The International Space Station has released satellite images of some 8000-year-old ancient settlements in the desert of Kazakhstan. The photos have sparked new interest in the archaeological sites and could lead to new discoveries regarding the purpose of these prehistoric configurations.
The feat comes in the form of mysterious earthworks on the steppes of Kazakhstan, covering a massive amount of land. The hundreds of mounds, first discovered by a Kazakhstani economist in 2007, are arranged to form distinct shapes.
According to theweathernetwork.com, the largest, which looks like a square with 284 metres sides cut by two diagonal lines 406 metres long, is larger than the area of Egypt's Great Pyramid of Giza.
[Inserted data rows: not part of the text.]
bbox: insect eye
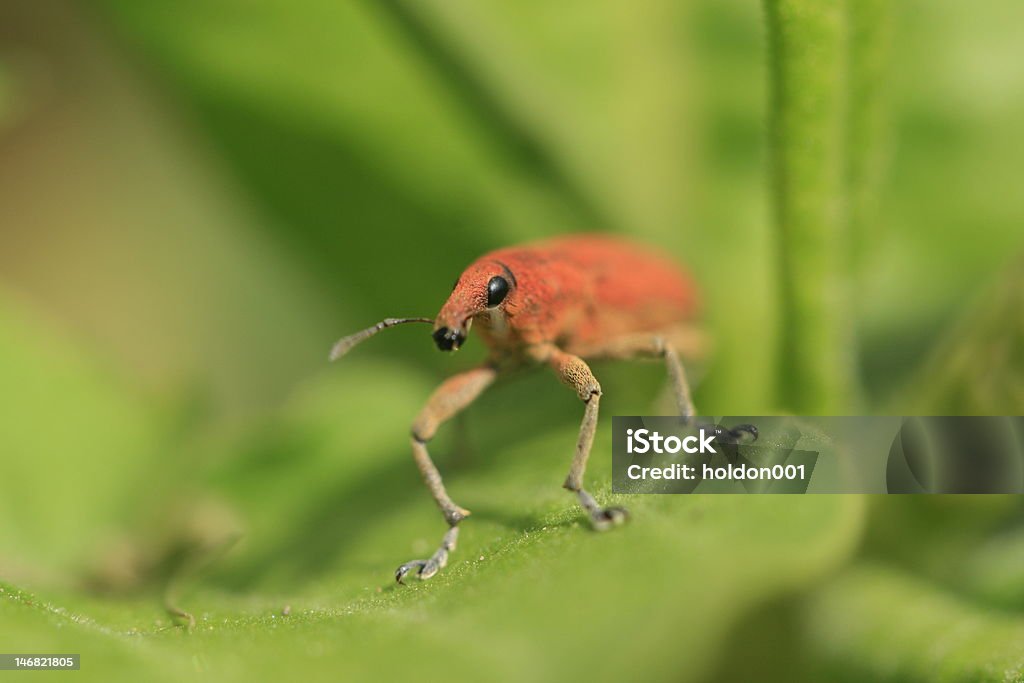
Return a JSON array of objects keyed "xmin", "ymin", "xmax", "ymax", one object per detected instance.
[{"xmin": 487, "ymin": 275, "xmax": 509, "ymax": 308}]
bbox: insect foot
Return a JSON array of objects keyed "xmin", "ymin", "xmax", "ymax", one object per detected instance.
[
  {"xmin": 590, "ymin": 507, "xmax": 630, "ymax": 531},
  {"xmin": 394, "ymin": 526, "xmax": 459, "ymax": 584}
]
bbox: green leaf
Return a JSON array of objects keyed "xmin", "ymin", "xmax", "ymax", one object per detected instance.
[
  {"xmin": 0, "ymin": 358, "xmax": 862, "ymax": 681},
  {"xmin": 805, "ymin": 566, "xmax": 1024, "ymax": 683}
]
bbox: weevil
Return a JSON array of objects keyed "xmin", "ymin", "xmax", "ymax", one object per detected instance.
[{"xmin": 331, "ymin": 234, "xmax": 756, "ymax": 583}]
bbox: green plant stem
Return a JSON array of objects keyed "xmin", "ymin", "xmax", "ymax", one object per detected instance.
[
  {"xmin": 765, "ymin": 0, "xmax": 854, "ymax": 414},
  {"xmin": 846, "ymin": 0, "xmax": 892, "ymax": 270}
]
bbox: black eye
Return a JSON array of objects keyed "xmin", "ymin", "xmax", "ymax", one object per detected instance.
[{"xmin": 487, "ymin": 275, "xmax": 509, "ymax": 308}]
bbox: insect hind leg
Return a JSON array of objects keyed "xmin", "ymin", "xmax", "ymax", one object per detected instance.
[
  {"xmin": 531, "ymin": 346, "xmax": 629, "ymax": 531},
  {"xmin": 394, "ymin": 366, "xmax": 498, "ymax": 584}
]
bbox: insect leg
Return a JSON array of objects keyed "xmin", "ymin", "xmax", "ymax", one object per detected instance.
[
  {"xmin": 540, "ymin": 347, "xmax": 629, "ymax": 531},
  {"xmin": 394, "ymin": 366, "xmax": 498, "ymax": 583},
  {"xmin": 582, "ymin": 335, "xmax": 758, "ymax": 442}
]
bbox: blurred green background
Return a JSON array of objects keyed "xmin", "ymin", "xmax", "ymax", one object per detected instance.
[{"xmin": 0, "ymin": 0, "xmax": 1024, "ymax": 681}]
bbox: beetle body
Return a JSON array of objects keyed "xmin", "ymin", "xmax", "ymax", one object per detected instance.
[
  {"xmin": 331, "ymin": 236, "xmax": 729, "ymax": 582},
  {"xmin": 434, "ymin": 236, "xmax": 698, "ymax": 358}
]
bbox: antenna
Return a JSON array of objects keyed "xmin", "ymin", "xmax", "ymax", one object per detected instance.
[{"xmin": 328, "ymin": 317, "xmax": 434, "ymax": 360}]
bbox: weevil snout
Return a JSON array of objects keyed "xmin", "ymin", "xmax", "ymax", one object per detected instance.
[{"xmin": 433, "ymin": 328, "xmax": 466, "ymax": 351}]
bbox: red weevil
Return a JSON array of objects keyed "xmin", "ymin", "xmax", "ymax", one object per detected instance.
[{"xmin": 331, "ymin": 236, "xmax": 740, "ymax": 583}]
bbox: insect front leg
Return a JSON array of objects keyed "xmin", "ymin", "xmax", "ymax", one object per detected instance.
[
  {"xmin": 532, "ymin": 346, "xmax": 629, "ymax": 531},
  {"xmin": 394, "ymin": 367, "xmax": 498, "ymax": 583}
]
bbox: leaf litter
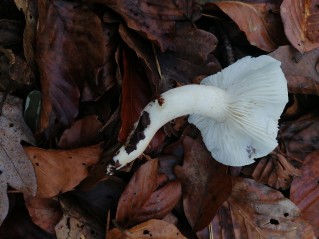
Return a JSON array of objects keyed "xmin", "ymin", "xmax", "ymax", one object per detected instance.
[{"xmin": 0, "ymin": 0, "xmax": 319, "ymax": 239}]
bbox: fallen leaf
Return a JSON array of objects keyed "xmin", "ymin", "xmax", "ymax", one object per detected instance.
[
  {"xmin": 24, "ymin": 145, "xmax": 102, "ymax": 198},
  {"xmin": 280, "ymin": 114, "xmax": 319, "ymax": 168},
  {"xmin": 175, "ymin": 136, "xmax": 231, "ymax": 231},
  {"xmin": 208, "ymin": 1, "xmax": 285, "ymax": 52},
  {"xmin": 0, "ymin": 19, "xmax": 23, "ymax": 46},
  {"xmin": 118, "ymin": 48, "xmax": 152, "ymax": 143},
  {"xmin": 0, "ymin": 92, "xmax": 37, "ymax": 225},
  {"xmin": 116, "ymin": 159, "xmax": 181, "ymax": 228},
  {"xmin": 58, "ymin": 115, "xmax": 103, "ymax": 149},
  {"xmin": 289, "ymin": 150, "xmax": 319, "ymax": 238},
  {"xmin": 212, "ymin": 178, "xmax": 314, "ymax": 239},
  {"xmin": 105, "ymin": 219, "xmax": 186, "ymax": 239},
  {"xmin": 241, "ymin": 151, "xmax": 300, "ymax": 190},
  {"xmin": 269, "ymin": 46, "xmax": 319, "ymax": 95},
  {"xmin": 55, "ymin": 198, "xmax": 105, "ymax": 239},
  {"xmin": 70, "ymin": 176, "xmax": 126, "ymax": 225},
  {"xmin": 36, "ymin": 0, "xmax": 115, "ymax": 139},
  {"xmin": 280, "ymin": 0, "xmax": 319, "ymax": 53},
  {"xmin": 24, "ymin": 195, "xmax": 62, "ymax": 234},
  {"xmin": 90, "ymin": 0, "xmax": 199, "ymax": 51}
]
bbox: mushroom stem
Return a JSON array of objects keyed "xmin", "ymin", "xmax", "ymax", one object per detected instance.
[
  {"xmin": 107, "ymin": 56, "xmax": 288, "ymax": 174},
  {"xmin": 109, "ymin": 85, "xmax": 228, "ymax": 169}
]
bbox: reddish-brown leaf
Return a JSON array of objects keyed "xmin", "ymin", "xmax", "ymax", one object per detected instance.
[
  {"xmin": 36, "ymin": 0, "xmax": 115, "ymax": 138},
  {"xmin": 241, "ymin": 151, "xmax": 300, "ymax": 190},
  {"xmin": 105, "ymin": 219, "xmax": 186, "ymax": 239},
  {"xmin": 58, "ymin": 115, "xmax": 103, "ymax": 149},
  {"xmin": 116, "ymin": 159, "xmax": 181, "ymax": 228},
  {"xmin": 24, "ymin": 195, "xmax": 62, "ymax": 234},
  {"xmin": 280, "ymin": 114, "xmax": 319, "ymax": 168},
  {"xmin": 24, "ymin": 145, "xmax": 102, "ymax": 198},
  {"xmin": 90, "ymin": 0, "xmax": 199, "ymax": 51},
  {"xmin": 269, "ymin": 46, "xmax": 319, "ymax": 95},
  {"xmin": 208, "ymin": 1, "xmax": 286, "ymax": 52},
  {"xmin": 118, "ymin": 49, "xmax": 152, "ymax": 143},
  {"xmin": 212, "ymin": 178, "xmax": 314, "ymax": 239},
  {"xmin": 280, "ymin": 0, "xmax": 319, "ymax": 53},
  {"xmin": 290, "ymin": 151, "xmax": 319, "ymax": 238},
  {"xmin": 175, "ymin": 136, "xmax": 231, "ymax": 231}
]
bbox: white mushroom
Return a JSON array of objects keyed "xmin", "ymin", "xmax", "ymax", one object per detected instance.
[{"xmin": 107, "ymin": 55, "xmax": 288, "ymax": 173}]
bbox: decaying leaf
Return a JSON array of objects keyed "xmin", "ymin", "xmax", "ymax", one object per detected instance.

The Ushtogaysky Square, as it is known, is one of the five geometric shapes detected so far, made up of around 260 identifiable earthworks.
Another structure, a swastika, also called the Turgai swastika, is made up of timber. Swastika is an ancient symbol that is being used in many religions for the thousands of years to depict power and prosperity.
According to the New York Times, these findings suggest that the figures could be associated with the Mahandzhar culture, which existed in the area between 7,000 B.C. and 5,000 B.C. If this is true, it would make the structures the oldest such creations ever found, and force archaeologists to significantly reconsider prevailing theories about ancient nomadic cultures.